How to Read an Excel File in Python Using pandas: Complete Guide

Use pandas.read_excel() to load Excel workbooks into DataFrames, specifying the file path and optional parameters like sheet_name, engine, and dtype to control parsing behavior.

The pandas library provides the definitive solution to read an excel file in python through its high-level read_excel() function. Located in the pandas-dev/pandas repository, this utility parses both legacy .xls and modern .xlsx formats while dispatching to specialized engines based on file extensions. Whether analyzing sales data or processing financial reports, understanding how to read an excel file in python with pandas is essential for data workflows.

Understanding the pandas.read_excel() Architecture

The core implementation resides in pandas/io/excel/_base.py at lines 91‑165, where the read_excel() function acts as a thin wrapper around engine-specific parsers. When you read an excel file in python using this function, pandas performs dynamic dispatch to concrete implementations based on the file extension or the explicit engine parameter.

The architecture separates concerns into modular engine classes:

Each engine implements an ExcelFile class with standardized parse() methods, ensuring consistent behavior regardless of the underlying format when you read an excel file in python.

Basic Syntax to Read an Excel File in Python

The simplest invocation requires only the file path. By default, read_excel() loads the first worksheet into a DataFrame:

import pandas as pd

# Read the first sheet of an Excel workbook

df = pd.read_excel("sales_data.xlsx")
print(df.head())

This command automatically detects the file format and selects the appropriate engine. For modern .xlsx files, pandas defaults to openpyxl; for legacy .xls files, it uses xlrd (provided the respective libraries are installed).

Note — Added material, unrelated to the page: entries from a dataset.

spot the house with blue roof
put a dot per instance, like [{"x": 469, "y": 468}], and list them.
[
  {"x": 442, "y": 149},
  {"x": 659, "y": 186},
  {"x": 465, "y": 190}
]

Selecting Sheets When You Read an Excel File in Python

The sheet_name parameter provides flexible control over which worksheets to load. You can specify sheets by string name, zero-based integer index, or retrieve multiple sheets simultaneously:


# Load a specific sheet by name

df_q1 = pd.read_excel("sales_data.xlsx", sheet_name="Q1")

# Load a sheet by index (0 = first sheet)

df_second = pd.read_excel("sales_data.xlsx", sheet_name=1)

# Load multiple sheets into a dictionary {sheet_name: DataFrame}

sheets_dict = pd.read_excel(
    "sales_data.xlsx", 
    sheet_name=["Q1", "Q2", "Q3"]
)

When you pass a list to sheet_name, the function returns a dictionary mapping sheet identifiers to DataFrame objects. Passing sheet_name=None loads all sheets into a dictionary automatically.

Engine Selection and File Format Support

While pandas automatically selects engines based on file extensions, you can explicitly control the parser via the engine parameter. This is useful when working with unusual file types or requiring specific engine features:


# Force the openpyxl engine for .xlsx files

df = pd.read_excel("data.xlsx", engine="openpyxl")

# Explicitly use xlrd for older .xls files

legacy_df = pd.read_excel("archive.xls", engine="xlrd")

# Parse OpenDocument Spreadsheet

df_ods = pd.read_excel("data.ods", engine="odf")

# Read binary Excel format

df_binary = pd.read_excel("data.xlsb", engine="pyxlsb")

The engine implementations in pandas/io/excel/_openpyxl.py and pandas/io/excel/_xlrd.py handle the low-level parsing logic, while pandas/io/excel/_base.py coordinates the high-level API.

Advanced Data Parsing Options

When you read an excel file in python for production workflows, controlling data types and missing value handling is critical. The read_excel() function provides several precision parameters:

Column Data Types

Use the dtype parameter to define column types explicitly, reducing memory usage and preventing incorrect type inference:

df = pd.read_excel(
    "sales_data.xlsx",
    dtype={"Region": "category", "Sales": "float32", "Units": "Int16"}
)

Date Parsing

The parse_dates parameter converts specified columns to datetime objects during loading:


# Parse single column

df = pd.read_excel("data.xlsx", parse_dates=["OrderDate"])

# Parse combined columns (e.g., year, month, day)

df = pd.read_excel("data.xlsx", parse_dates={"Date": ["Year", "Month", "Day"]})

Custom Converters

Apply transformation functions during parsing with converters:

df = pd.read_excel(
    "data.xlsx",
    converters={"ID": lambda x: str(x).zfill(8), "Status": str.upper}
)

Missing Value Handling

Control how empty cells and sentinel values are interpreted using na_values and keep_default_na:

df = pd.read_excel(
    "data.xlsx",
    na_values=["N/A", "--", "NULL", "MISSING"],
    keep_default_na=True  # Also recognize standard empty cells

)

Complete Code Examples to Read an Excel File in Python

The following examples demonstrate end-to-end workflows using the pandas.read_excel() implementation from pandas/io/excel/_base.py:

Example 1: Single Sheet with Type Optimization

import pandas as pd

# Load first sheet with explicit data types

df = pd.read_excel(
    "financial_report.xlsx",
    dtype={
        "Account": "string",
        "Department": "category",
        "Amount": "float64"
    },
    parse_dates=["TransactionDate"]
)

print(f"Loaded {len(df)} rows")
print(df.dtypes)

Example 2: Multi-Sheet Processing


# Load specific sheets into a dictionary

sheets = pd.read_excel(
    "sales_data.xlsx",
    sheet_name=["Q1", "Q2", "Q3"],
    engine="openpyxl"
)

# Process each sheet

for quarter, data in sheets.items():
    revenue = data["Revenue"].sum()
    print(f"{quarter} Total Revenue: ${revenue:,.2f}")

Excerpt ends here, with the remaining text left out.